Then you have the Intel lever so, this is the picture. So, this what he implemented he put this so, these days I think I do not know how many of you do v log v h d l or anything like that. It is almost like c programming. Write a program and press compile it becomes an f p g a implementation. This is something like that, but of course, he did a lot more

stuff than that, but that is one way of thinking about it. So, that is the trellis there are some things, so in fact they terminate both actually.



(Refer Slide Time: 26:15)

So, there is a picture of how the encoder would look in all that extrinsic, intrinsic etcetera and then, the turbo decoding algorithm and that all kinds of pseudo code. So, let me quickly go to the part that I want to show you, the hardware implementation.

(Refer Slide Time: 26:37)



So, there is lots of stuff you have to take care of when you implement. So, you see this max star versus max. So, you can see the formula that is there.

# (Refer Slide Time: 26:56)



So, hardware implementation let me show you, there is like a this is first the windowing part. So, he is first talking about the sliding window max log map. So, I will come to this maybe a little bit later. So, let us look at performance comparison this is quite important.

(Refer Slide Time: 27:01)



It is really it took off; it is really upset with me for something. What too sensitive computers are becoming more and more human sensitive you know.

# (Refer Slide Time: 27:59)



So, this is what I wanted to show you.

(Refer Slide Time: 28:05)



So, the first thing to keep in mind is when I write down the algorithm in the way I write it down, I am treating everything as a real number. I am treating everything as a real number, but real numbers do not exist. There is no such thing as a real number only it exists inside your head and you can work with it, but in practice there is no real number. In computation you can either use pre finite precision or floating point, so those are the only things you can use. Only a finite number of numbers you can deal. So, the first thing is to do a floating point implementation. Why is floating point the easiest to do? You can write a c program or a Mat lab program, it will naturally do floating point. If you wanted to do fixed point finite precision, you have to do some additional effort to make it fixed point finite precision. So, a floating point is first thing you implement. So, you see for instance this plot that he has here this is for the if I do this will it go up.

No it does not go up it just go up. So, let me zoom into this plot and show you. Can you see that is that good? So, that is the first plot I am showing you. So, this is bit error rate versus e b o r n naught for a rate 1 by 3 turbo code with 5 iterations. You can see that in the title and the length is 1152 that is the maximum possible length in 3 g p p and the assimilated 10 thousand blocks. And you can see here, there is there are three different decoders, so one is called log map, a log map is basically the there is the basically BCJR complete BCJR.

Next is max log map, there instead of max star you do max. So, you do not use the sigma square there is lots of benefit and that. So, you see there is about like a if you look at it loss is 10 power minus 6 bit error rate, what is the loss roughly about 0.4 sort of maybe 0.4 d b loss from log map to max log map. And then he has a s w, s w is basically a sliding window. So, 1152 is a long length you cannot store even if it is fixed point width 8 bit precision or 10 bit precision that is a lot of bits to store for alphas. So, you have to do sliding window and that is where he had this picture. I thought that was a good picture to show how the sliding window works. So, you can see the picture on the top.

# (Refer Slide Time: 30:12)



So, he has got this one forward recursion if we start at 0 and go up to w minus 1, which is actually a window with, but you do not stop there, you go all the way in the forward recursion up to w plus 1 minus 1. So, there is a extra 1 that you have to go and then start your reverse recursion from w plus 1 minus 1 all the way down, but you make decisions only from w minus 1, you cannot make decisions from there.

So, the same thing you do and then you continue with the second forward recursion from where you left off w plus 1 minus 1 and then the backward recursion will go all the way down to w minus 1 and then you start the computation.

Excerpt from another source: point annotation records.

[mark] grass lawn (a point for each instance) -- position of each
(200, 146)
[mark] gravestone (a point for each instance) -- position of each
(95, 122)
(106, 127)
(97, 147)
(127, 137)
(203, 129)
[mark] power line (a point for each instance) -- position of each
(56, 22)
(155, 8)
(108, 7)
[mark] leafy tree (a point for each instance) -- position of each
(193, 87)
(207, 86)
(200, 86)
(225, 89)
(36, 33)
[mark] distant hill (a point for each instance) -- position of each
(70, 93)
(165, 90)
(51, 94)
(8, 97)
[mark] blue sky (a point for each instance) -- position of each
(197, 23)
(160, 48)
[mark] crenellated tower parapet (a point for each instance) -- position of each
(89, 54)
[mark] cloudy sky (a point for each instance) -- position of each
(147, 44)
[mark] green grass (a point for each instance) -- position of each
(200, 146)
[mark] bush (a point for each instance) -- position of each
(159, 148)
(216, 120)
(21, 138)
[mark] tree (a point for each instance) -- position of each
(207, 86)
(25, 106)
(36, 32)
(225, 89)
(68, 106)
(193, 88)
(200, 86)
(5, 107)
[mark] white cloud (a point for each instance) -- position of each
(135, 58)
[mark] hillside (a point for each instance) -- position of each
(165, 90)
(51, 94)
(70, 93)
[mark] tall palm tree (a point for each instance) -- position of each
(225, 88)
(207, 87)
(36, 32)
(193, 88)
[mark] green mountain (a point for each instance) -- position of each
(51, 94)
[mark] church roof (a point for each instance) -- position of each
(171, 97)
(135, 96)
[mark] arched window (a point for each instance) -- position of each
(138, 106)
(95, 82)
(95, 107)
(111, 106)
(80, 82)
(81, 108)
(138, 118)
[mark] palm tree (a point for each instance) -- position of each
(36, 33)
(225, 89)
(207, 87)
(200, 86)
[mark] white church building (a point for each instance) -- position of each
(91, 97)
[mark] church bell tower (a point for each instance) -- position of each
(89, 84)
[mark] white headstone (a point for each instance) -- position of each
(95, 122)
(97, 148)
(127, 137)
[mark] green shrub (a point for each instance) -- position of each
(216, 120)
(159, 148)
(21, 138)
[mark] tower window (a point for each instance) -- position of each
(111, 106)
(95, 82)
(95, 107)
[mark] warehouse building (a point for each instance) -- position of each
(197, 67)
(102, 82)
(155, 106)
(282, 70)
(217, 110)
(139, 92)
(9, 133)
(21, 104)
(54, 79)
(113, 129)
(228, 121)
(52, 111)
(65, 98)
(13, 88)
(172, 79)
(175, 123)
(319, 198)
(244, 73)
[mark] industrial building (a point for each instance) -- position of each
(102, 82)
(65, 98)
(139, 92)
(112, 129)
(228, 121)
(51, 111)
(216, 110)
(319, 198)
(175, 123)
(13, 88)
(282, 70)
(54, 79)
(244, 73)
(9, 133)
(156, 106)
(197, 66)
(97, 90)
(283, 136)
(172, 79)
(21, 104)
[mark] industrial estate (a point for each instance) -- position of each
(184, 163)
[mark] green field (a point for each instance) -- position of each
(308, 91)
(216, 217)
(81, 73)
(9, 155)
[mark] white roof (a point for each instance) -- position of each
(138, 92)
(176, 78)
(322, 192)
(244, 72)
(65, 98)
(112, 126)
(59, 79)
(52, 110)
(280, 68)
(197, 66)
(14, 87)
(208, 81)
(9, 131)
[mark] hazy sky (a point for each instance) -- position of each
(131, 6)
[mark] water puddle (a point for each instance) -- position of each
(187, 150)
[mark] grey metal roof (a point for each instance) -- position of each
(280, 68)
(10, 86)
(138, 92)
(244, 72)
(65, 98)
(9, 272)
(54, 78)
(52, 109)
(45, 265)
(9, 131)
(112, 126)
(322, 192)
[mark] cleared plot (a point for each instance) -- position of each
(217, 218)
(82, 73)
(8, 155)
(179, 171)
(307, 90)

So, you have to overlap your windows like this, it is just a small trick, but you should do it carefully the crucial parameters are w and 1 what w you pick, what 1 you pick. All these things you have to optimise in your simulation. So, what do you do, how do you pick w and 1, there is no theoretical formula. So, you first pick different w s and you keep plotting and you see which gives you the good performance and he has done whole bunch of that.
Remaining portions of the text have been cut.